I presently have a 3x7 speed crankset with a sealed cartridge bottom bracket on my touring bike and want to upgrade to a new Hollowtech II bottom bracket and crankset, specifically, the SHIMANO Claris 3x8-Speed Road Bicycle Crankset (FC-R2030). My shifters are 3x7 speed indexed, and I will stay with the 7 speed rear cassette. Is there any reason why the 3x8 front crankset would not work?
A 3x8 crank will work with a 7 speed system. 7 and 8 speed chains are the same, as is the spacing between the chainrings.
The Claris crank specification can be found on the Shimano Manuals and Technical Documents site here. The FC-R2030 seems to only come in 50-39-30. If that is larger than you current crank you'll need to check that you have sufficient clearance with the drive side chainstay.
The specification says the FC-R2030 works with either a 68 or 73mm bottom bracket shell, so that will work whatever your bike has. Note it also says what bottom bracket you need (BB-RS500) that will fit either shell width.
The FC-R2030 provides a chainline of 45mm - that's the standard for road triples. You'll definitely want to check that that is what you bike runs as there's a chance it runs the mountain bike triple standard 47.5mm. Measure from the center of the seat tube to the middle ring. More info here https://www.sheldonbrown.com/chainline.html.
If you have 47.5mm chainline you'll need to look at a mountain triple crank instead of a road triple crank.
Reasons a different crankset may not work:
- Different bottom bracket width means it doesn't fit on your frame at all.
- Different chainring sizes can't be handled by the front derailleur.
- Inner chainring on new crankset hits the chainstay (or some other interference).
- Chainline differs (too far in or too far out), and the front derailleur can't move the chain to the chainrings.
- Different speed means chain is too wide or too narrow to work.
This is not an exhaustive list - there may be other issues you can run into. But these should cover most potential issues.
Reason #1 can be avoided by checking the specs on your bike and/or actually measuring the bottom bracket - including the threading used (most bicycles today with threaded bottom brackets use English threading).

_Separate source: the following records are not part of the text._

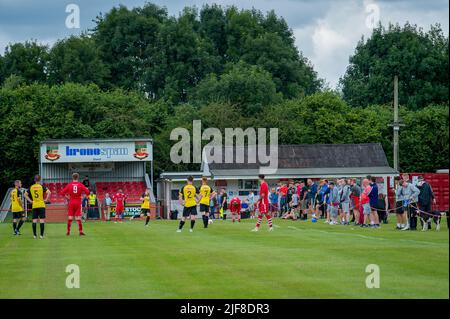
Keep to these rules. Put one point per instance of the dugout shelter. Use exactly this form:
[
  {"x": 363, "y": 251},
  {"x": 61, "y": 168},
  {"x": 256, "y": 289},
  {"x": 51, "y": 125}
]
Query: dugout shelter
[{"x": 110, "y": 164}]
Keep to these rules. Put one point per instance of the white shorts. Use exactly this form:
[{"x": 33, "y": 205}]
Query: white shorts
[
  {"x": 366, "y": 209},
  {"x": 346, "y": 208},
  {"x": 333, "y": 211}
]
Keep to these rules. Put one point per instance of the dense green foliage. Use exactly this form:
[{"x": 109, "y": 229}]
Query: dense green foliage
[
  {"x": 143, "y": 72},
  {"x": 32, "y": 113},
  {"x": 418, "y": 58}
]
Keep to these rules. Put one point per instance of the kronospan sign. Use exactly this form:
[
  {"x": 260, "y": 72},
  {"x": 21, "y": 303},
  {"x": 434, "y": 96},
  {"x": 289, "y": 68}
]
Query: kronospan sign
[{"x": 96, "y": 152}]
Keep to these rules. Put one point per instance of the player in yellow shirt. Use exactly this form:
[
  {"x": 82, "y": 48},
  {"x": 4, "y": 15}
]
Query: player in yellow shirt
[
  {"x": 145, "y": 206},
  {"x": 37, "y": 195},
  {"x": 205, "y": 197},
  {"x": 188, "y": 198},
  {"x": 17, "y": 207}
]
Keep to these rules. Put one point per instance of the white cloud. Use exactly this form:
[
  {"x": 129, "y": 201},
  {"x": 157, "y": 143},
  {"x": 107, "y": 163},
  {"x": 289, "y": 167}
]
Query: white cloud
[{"x": 329, "y": 41}]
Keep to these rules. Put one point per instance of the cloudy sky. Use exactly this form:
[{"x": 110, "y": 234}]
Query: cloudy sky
[{"x": 326, "y": 31}]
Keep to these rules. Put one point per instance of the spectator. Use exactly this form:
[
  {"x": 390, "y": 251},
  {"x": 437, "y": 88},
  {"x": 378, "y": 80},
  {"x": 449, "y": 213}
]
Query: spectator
[
  {"x": 107, "y": 207},
  {"x": 365, "y": 202},
  {"x": 383, "y": 208},
  {"x": 86, "y": 181},
  {"x": 93, "y": 206},
  {"x": 320, "y": 197},
  {"x": 326, "y": 201},
  {"x": 344, "y": 199},
  {"x": 303, "y": 199},
  {"x": 399, "y": 209},
  {"x": 311, "y": 196},
  {"x": 426, "y": 199},
  {"x": 273, "y": 202},
  {"x": 354, "y": 197},
  {"x": 410, "y": 195},
  {"x": 373, "y": 196}
]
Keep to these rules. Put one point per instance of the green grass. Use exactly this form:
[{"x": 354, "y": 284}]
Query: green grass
[{"x": 297, "y": 260}]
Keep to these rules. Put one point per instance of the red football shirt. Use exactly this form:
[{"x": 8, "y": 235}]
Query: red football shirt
[
  {"x": 119, "y": 198},
  {"x": 74, "y": 190}
]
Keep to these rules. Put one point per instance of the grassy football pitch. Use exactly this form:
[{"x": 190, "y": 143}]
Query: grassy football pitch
[{"x": 298, "y": 260}]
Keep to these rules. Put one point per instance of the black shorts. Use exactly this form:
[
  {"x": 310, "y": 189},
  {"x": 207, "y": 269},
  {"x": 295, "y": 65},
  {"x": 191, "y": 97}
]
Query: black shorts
[
  {"x": 38, "y": 213},
  {"x": 188, "y": 211},
  {"x": 18, "y": 215},
  {"x": 204, "y": 208}
]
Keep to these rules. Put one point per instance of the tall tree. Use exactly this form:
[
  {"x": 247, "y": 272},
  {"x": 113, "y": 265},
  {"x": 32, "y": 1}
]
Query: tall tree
[
  {"x": 125, "y": 38},
  {"x": 28, "y": 60},
  {"x": 420, "y": 59},
  {"x": 248, "y": 87},
  {"x": 76, "y": 59}
]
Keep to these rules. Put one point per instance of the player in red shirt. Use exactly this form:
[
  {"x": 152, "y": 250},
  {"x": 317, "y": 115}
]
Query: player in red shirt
[
  {"x": 73, "y": 192},
  {"x": 263, "y": 204},
  {"x": 119, "y": 198},
  {"x": 235, "y": 208}
]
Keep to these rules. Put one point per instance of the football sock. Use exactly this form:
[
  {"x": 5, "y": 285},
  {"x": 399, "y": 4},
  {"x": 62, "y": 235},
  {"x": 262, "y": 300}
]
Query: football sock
[
  {"x": 80, "y": 225},
  {"x": 269, "y": 220},
  {"x": 69, "y": 223},
  {"x": 258, "y": 223}
]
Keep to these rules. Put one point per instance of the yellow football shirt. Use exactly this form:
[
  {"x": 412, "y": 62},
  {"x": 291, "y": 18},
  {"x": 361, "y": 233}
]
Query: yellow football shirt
[
  {"x": 36, "y": 194},
  {"x": 16, "y": 201},
  {"x": 188, "y": 192},
  {"x": 146, "y": 202},
  {"x": 205, "y": 191}
]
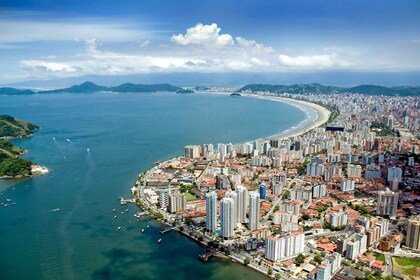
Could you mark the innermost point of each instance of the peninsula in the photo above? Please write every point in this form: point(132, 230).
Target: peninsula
point(322, 198)
point(11, 165)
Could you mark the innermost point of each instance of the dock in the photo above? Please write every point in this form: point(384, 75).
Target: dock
point(205, 257)
point(126, 201)
point(167, 230)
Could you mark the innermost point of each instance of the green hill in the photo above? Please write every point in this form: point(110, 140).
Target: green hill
point(11, 165)
point(321, 89)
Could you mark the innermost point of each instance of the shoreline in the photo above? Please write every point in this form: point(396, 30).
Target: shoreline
point(322, 115)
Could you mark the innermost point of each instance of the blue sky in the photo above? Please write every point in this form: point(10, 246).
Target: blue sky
point(54, 39)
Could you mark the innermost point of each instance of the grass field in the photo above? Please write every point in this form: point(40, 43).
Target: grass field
point(190, 196)
point(409, 268)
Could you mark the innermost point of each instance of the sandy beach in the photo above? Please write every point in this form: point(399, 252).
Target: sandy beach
point(318, 115)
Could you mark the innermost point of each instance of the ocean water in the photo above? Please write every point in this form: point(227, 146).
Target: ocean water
point(125, 134)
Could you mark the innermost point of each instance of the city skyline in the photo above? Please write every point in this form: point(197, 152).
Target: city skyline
point(42, 40)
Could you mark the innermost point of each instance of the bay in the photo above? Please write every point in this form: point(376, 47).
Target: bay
point(125, 134)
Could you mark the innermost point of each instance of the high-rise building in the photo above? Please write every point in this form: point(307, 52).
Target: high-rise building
point(324, 271)
point(354, 170)
point(319, 191)
point(211, 211)
point(347, 186)
point(263, 190)
point(338, 219)
point(254, 210)
point(164, 198)
point(242, 203)
point(352, 249)
point(177, 202)
point(394, 173)
point(192, 151)
point(387, 203)
point(285, 246)
point(227, 223)
point(413, 233)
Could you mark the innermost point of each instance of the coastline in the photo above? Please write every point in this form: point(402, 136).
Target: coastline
point(322, 115)
point(317, 115)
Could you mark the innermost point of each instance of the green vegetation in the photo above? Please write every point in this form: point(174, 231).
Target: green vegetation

Reason #2 is pretty obvious and easy to address.
Reasons #3 and #4 are less likely, but can be hard to predict and can be a real problem.
Reason #5 isn't going to be a problem going from 7 to 8 speeds, as the chain width doesn't change at all between those two. But chain width issues can can be a problem with larger jumps - like trying to use a 6-speed chain on a 10-speed crankset. A too-wide chain might not be able to engage smaller, inner chain rings, and a too-narrow chain might be able to get into places it's not supposed to and seriously break things. A wrong-speed crankset may also have shifting problems because the front derailleur throw is too large or too small for the distance between chainrings. An 11-speed crankset may have its chainrings too closely spaced for a 7-speed front derailleur to reliably shift - shifting to the larger chainring might be prone to tossing the chain too far.
For your specific case, though? The difference between 7 and 8 speed is probably the smallest difference possible. If you get a crankset compatible with your bottom bracket width (no road crankset on a frame with a MTB bottom bracket...), and get the same size crankset, you'll almost certainly have no significant problems at all - you may have to adjust your front derailleur some, and might even have to tweak your rear derailleur a tiny, tiny bit.
That's by far the most likely scenario. In your situation, I'd buy that crankset from the cheapest source I could find and trust that it would work.
But it's impossible to rule out problems, especially remotely via text. Pictures would help, as would exact bicycle model.